The good news is that New Mexico has homegrown programs, products, and policy prototypes for the role philanthropic and financial institutions can play to close the racial wealth gap and create systemic change.

For example, predatory lenders target native communities. In New Mexico, 64% of small-loan lenders are located within 15 miles of Native lands that comprise less than 10% of the overall geography. Meanwhile, interest payments constitute nearly half of the total amount paid by borrowers of small high-interest loans. Much like tax refund loans, which extract millions in interest and fees from New Mexican families, these predatory businesses stand to extract wealth from COVID-19 relief efforts.

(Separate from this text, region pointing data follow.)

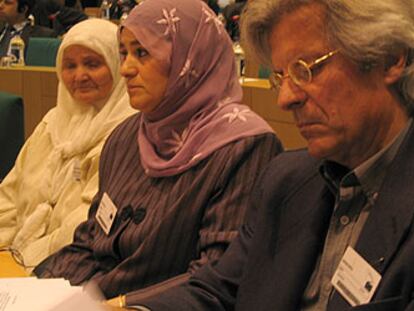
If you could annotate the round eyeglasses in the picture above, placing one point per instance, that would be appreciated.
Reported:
(299, 71)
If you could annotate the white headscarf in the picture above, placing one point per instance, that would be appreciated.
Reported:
(76, 128)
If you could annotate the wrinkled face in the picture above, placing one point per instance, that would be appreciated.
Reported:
(146, 77)
(345, 114)
(86, 75)
(9, 13)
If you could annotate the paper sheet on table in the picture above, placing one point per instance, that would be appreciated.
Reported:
(17, 294)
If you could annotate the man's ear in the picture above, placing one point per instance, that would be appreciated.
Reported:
(394, 66)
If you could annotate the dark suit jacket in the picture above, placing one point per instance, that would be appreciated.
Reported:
(269, 265)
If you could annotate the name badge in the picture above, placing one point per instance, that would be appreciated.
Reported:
(355, 279)
(76, 173)
(105, 215)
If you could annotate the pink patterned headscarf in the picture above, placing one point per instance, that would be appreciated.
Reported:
(201, 109)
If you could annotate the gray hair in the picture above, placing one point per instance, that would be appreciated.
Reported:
(365, 31)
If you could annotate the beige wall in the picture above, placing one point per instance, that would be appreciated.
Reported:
(37, 86)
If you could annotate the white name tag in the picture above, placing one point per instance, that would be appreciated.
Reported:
(355, 279)
(105, 215)
(77, 173)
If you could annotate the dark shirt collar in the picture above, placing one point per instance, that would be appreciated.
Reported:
(370, 174)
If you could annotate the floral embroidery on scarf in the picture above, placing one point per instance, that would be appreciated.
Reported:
(223, 101)
(169, 20)
(177, 140)
(190, 73)
(237, 114)
(211, 17)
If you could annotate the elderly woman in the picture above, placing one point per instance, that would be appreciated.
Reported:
(48, 192)
(175, 179)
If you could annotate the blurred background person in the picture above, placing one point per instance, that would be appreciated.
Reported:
(14, 16)
(174, 179)
(49, 190)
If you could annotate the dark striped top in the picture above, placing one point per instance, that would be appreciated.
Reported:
(164, 227)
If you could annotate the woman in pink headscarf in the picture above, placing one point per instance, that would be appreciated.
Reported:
(175, 178)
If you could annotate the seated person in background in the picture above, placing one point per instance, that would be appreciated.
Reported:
(49, 190)
(345, 70)
(55, 15)
(231, 14)
(14, 14)
(174, 180)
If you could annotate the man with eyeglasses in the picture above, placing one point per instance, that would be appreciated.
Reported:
(331, 227)
(14, 16)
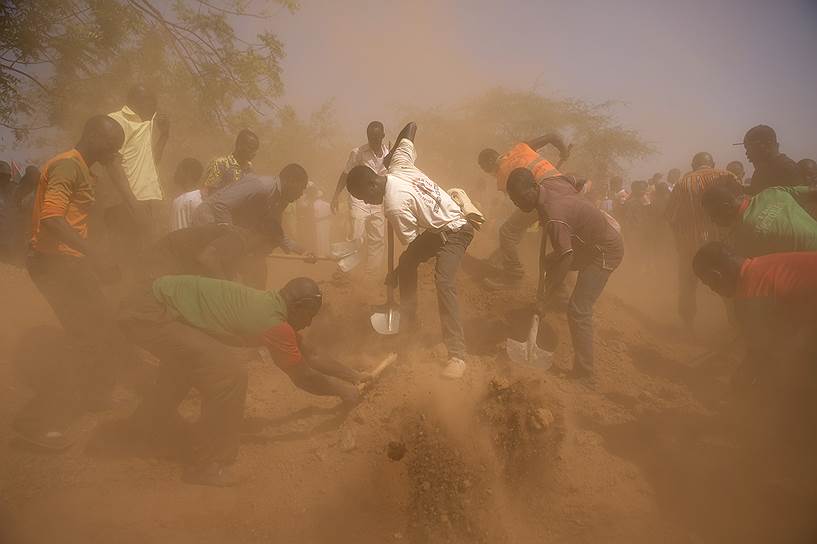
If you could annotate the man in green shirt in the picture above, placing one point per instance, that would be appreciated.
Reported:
(776, 220)
(188, 323)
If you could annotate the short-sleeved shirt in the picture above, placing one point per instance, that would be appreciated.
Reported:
(774, 221)
(523, 156)
(138, 161)
(181, 212)
(65, 189)
(365, 155)
(574, 225)
(225, 171)
(780, 171)
(413, 203)
(178, 251)
(230, 310)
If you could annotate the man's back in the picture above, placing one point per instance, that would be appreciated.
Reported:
(780, 171)
(690, 223)
(774, 221)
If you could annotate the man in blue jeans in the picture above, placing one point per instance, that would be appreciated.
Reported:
(583, 238)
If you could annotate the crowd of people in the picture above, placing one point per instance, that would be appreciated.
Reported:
(195, 271)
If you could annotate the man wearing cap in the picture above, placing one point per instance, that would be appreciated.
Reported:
(522, 155)
(691, 226)
(189, 322)
(775, 305)
(368, 222)
(772, 168)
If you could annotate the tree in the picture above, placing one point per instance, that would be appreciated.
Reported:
(450, 139)
(61, 60)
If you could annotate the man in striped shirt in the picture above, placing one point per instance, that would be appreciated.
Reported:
(691, 226)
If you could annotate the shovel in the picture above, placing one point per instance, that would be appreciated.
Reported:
(388, 321)
(346, 259)
(529, 353)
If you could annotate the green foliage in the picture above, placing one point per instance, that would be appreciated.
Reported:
(63, 60)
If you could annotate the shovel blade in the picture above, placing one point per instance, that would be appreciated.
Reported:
(386, 322)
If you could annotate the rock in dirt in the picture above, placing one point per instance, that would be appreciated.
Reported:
(396, 450)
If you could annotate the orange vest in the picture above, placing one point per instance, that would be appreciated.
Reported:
(522, 156)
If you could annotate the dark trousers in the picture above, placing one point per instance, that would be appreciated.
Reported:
(589, 285)
(449, 249)
(190, 359)
(72, 290)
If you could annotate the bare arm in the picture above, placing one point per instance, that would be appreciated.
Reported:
(553, 139)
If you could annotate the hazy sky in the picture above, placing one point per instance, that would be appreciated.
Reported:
(693, 75)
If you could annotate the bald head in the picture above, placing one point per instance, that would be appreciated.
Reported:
(101, 139)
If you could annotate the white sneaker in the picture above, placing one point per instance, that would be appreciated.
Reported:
(454, 369)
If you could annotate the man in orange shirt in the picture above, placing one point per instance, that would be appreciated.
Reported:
(67, 271)
(522, 155)
(775, 305)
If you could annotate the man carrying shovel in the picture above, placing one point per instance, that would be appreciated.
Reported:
(583, 238)
(431, 224)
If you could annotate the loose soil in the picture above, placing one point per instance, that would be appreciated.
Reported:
(657, 450)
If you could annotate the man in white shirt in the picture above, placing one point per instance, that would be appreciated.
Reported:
(136, 177)
(187, 178)
(428, 220)
(367, 219)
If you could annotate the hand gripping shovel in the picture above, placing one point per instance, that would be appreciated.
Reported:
(388, 320)
(529, 353)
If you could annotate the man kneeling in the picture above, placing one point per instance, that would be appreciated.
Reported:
(188, 323)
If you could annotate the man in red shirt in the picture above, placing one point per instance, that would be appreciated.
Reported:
(775, 302)
(522, 155)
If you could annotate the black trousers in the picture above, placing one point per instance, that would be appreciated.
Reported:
(189, 359)
(449, 249)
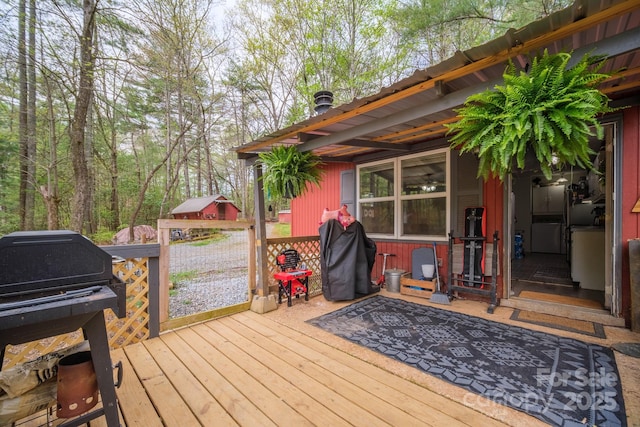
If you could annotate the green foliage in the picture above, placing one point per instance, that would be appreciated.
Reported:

But financial institutions can help. NMAFN partner Guadalupe Credit Union supports predatory lending relief by refinancing predatory loan agreements and providing financial coaching, wherein borrowers set goals and receive support in order to grow assets in ways that are impactful to them. Broader implementation by other financial institutions would increase the money available to these populations.

Similarly, securing access to capital at a fair rate is critical to growing the economic power of Native populations. A program initiated by Native Women Lead (NWL), the Matriarch Response Loan Fund, provides zero-interest, delayed-repayment loans to Native women entrepreneurs in the amounts of $2,000-$5,000, and is supplemented with technical assistance and financial literacy courses. According to NWL, two-thirds the breadwinners in Native families are women, so it is crucial that they have access to intentional, equitable, and patient capital. This loan fund is an iteration of the three-year-old Co-op Capital program, co-designed with the Native-owned firm, Roanhorse Consulting, which creates access to affordable loans for groups that are shut-out of traditional financial avenues by leveraging trusted relationships between partner organizations and individuals to replace traditional lending metrics.

Because these lending practices do not result in profit for lenders, they require cash investments from philanthropy. This partnership between lenders, philanthropic institutions, and non-profits make equitable access to capital possible.

These are two examples of the asset building interventions happening in New Mexico. Other interventions include: tracking the race and ethnicity of those who apply for and receive loans; cashing stimulus checks without fees or requiring accounts; and making philanthropic investment in programs that provide people of color with a combination of grants, loans, and technical assistance.

These measures were salient before COVID-19. Now, they are imperative.

For relief and recovery to be effective, we must create alternatives to exploitative practices, double our investment in solutions that build wealth, and initiate these partnerships in solidarity, rather than charity. These interventions are meaningful steps toward closing the wealth gap not just with our Native American populations, but all populations.